He’s actually more of a fanatic than a fan. Hilton was so devoted to the pop singer Mika that he started blogging about him (“Mika’s music is just as hot as his model looks. However you describe it, it’s f—ing fierce!”) months before the release of Mika’s debut CD, “Life in Cartoon Motion.” In fact, he posted about Mika more than 20 times. The result: in the first two weeks, the CD sold 50,000 copies. “For a brand-new artist, that is unheard of without traditional airplay,” says Monte Lipman, president of Mika’s label, Universal Republic Records.

The “Gossip Gangstar” seems as surprised as anyone by his tastemaker status–“That’s very flattering,” he says–especially since his Web site is only two and a half years old.
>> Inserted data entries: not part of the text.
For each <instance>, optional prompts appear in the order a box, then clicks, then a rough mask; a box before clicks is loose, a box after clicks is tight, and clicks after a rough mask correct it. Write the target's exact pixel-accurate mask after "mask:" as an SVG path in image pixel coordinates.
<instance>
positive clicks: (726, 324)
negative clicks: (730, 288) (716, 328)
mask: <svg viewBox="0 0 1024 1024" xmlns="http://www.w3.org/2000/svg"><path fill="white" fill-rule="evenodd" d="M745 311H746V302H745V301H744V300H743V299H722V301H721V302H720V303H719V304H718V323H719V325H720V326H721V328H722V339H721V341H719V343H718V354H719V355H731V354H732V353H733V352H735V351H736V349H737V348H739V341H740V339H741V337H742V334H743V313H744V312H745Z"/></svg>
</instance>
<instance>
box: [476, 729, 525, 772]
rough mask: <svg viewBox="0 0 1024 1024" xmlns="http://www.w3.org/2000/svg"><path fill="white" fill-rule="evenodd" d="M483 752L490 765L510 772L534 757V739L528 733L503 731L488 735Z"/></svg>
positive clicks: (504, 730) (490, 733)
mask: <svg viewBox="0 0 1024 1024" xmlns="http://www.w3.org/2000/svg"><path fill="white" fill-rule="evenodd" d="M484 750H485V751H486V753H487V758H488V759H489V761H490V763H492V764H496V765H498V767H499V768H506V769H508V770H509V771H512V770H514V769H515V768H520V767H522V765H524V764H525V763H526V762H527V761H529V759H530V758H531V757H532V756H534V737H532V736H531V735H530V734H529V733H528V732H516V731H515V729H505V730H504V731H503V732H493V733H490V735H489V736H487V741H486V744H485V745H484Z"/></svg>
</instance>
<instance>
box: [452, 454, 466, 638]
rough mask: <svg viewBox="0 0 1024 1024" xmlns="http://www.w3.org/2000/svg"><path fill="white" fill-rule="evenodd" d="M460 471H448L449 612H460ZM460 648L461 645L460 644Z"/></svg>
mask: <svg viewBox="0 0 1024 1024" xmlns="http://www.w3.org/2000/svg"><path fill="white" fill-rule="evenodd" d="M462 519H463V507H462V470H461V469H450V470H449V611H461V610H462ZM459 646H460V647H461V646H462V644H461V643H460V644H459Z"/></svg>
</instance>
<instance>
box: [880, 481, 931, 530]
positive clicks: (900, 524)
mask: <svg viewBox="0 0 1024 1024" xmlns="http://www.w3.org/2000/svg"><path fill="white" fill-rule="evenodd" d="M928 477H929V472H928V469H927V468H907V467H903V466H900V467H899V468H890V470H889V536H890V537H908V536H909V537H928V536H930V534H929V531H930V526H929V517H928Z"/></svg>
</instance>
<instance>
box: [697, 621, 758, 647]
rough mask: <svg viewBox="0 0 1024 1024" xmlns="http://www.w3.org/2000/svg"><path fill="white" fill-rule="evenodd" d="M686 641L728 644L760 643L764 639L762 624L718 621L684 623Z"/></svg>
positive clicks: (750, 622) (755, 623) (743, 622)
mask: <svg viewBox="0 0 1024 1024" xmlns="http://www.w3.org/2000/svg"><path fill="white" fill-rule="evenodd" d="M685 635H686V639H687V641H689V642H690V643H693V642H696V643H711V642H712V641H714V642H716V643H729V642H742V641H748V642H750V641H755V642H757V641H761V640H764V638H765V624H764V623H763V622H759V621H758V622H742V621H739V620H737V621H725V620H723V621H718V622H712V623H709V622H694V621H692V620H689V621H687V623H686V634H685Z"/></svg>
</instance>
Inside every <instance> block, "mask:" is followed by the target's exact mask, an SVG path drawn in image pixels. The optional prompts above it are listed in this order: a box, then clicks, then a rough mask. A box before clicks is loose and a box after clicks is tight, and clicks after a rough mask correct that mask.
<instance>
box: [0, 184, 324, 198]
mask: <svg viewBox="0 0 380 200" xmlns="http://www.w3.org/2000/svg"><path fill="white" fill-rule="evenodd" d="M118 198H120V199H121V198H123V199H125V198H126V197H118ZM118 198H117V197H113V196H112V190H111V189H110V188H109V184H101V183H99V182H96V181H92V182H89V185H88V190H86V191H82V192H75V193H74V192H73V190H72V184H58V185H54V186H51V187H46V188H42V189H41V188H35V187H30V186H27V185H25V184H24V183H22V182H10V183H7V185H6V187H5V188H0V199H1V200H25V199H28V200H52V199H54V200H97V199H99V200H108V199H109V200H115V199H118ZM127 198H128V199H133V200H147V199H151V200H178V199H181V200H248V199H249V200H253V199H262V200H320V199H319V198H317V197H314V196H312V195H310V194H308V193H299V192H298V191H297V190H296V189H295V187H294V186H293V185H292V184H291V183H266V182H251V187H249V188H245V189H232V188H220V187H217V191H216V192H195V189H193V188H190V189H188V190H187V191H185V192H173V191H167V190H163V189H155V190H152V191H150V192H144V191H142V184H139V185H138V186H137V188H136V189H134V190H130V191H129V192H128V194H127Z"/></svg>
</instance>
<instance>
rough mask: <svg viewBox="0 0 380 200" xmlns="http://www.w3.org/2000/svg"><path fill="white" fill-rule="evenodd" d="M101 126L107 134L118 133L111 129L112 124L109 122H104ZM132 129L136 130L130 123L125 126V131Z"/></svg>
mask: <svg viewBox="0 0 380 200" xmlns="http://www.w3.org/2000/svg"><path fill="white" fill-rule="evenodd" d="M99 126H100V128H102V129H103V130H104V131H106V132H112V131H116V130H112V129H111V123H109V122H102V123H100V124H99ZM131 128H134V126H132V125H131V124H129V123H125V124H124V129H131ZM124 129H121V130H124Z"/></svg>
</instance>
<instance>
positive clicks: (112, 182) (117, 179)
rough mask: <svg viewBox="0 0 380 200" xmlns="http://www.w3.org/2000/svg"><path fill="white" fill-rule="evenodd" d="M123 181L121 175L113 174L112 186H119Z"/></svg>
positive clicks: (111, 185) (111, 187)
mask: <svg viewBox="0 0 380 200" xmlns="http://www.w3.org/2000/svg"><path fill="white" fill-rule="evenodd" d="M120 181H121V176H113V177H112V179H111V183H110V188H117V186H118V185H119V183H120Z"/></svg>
Hilton is a staff of one, and he answers every e-mail that comes in to his “office”–the Coffee Bean and Tea Leaf on L.A.’s Sunset Boulevard. “It’s important for me to stay very accessible,” he says. “I might take a day, a week or even a month to respond back to people, but I eventually do get back to everyone.”

And persistence pays off. Shervin Lainez, a 23-year-old photographer from Washington, D.C., fell in love with a little-known indie folk singer named Jenny Owen Youngs. He e-mailed and IM’d Perez several times in a week. Hilton finally listened. Then he posted, in his typically over-the-top style: “If you don’t know Jenny Owen Youngs, then you must. You must! She has created what we think is one of the best love songs of all time.” “The effect was massive and immediate,” Youngs says about the impact on her MySpace page. “I was getting an average of 2,000 [plays] a day, and I got 60,000 in one day from Perez. People at shows were saying, ‘I would have no idea who you are if it wasn’t for Perez Hilton’.”

A touching story, to be sure, and an easy out for Perez once the lawsuits get too hairy. But it made us wonder how legit these claims were.

Let’s look at Mika, whose album came out at the end of March; according to some leaked Soundscan numbers, Life In Cartoon Motion had moved almost 110,000 copies as of last week’s chart. Perez’s slavish devotion to Mika surely resulted in a few sales; hey, if you throw spaghetti at a wall that attracts 5 million eyeballs a day, someone is going to wind up looking at whatever sticks. But it’s something of a stretch to say that Perez’s hyperventilation was the sole reason for that semi-respectable tally; after all, while radio in the States seemed to be allergic to Mika, the promotion for Life also included a boatload of other tie-ins, including a slot on VH1’s “You Oughta Know” new-artist spotlight, which had previously boosted sales of Corinne Bailey Rae and The Fray. And even if the bulk of Mika’s sales were attributable to Perez, is a 1.2% daily-visitor-to-purchase ratio in those first two weeks all thatgreat?

We’re not really sure where this “Perez as tastemaker” idea was hatched, although we do have to admit that as far as Internet music hype goes, it has a little more traction than the idea that Tila Tequila is popular. But seriously, someone needs to stop the madness–because any more articles like this, and we won’t be able to escape his barely readable prose-spasms every time we open our inbox.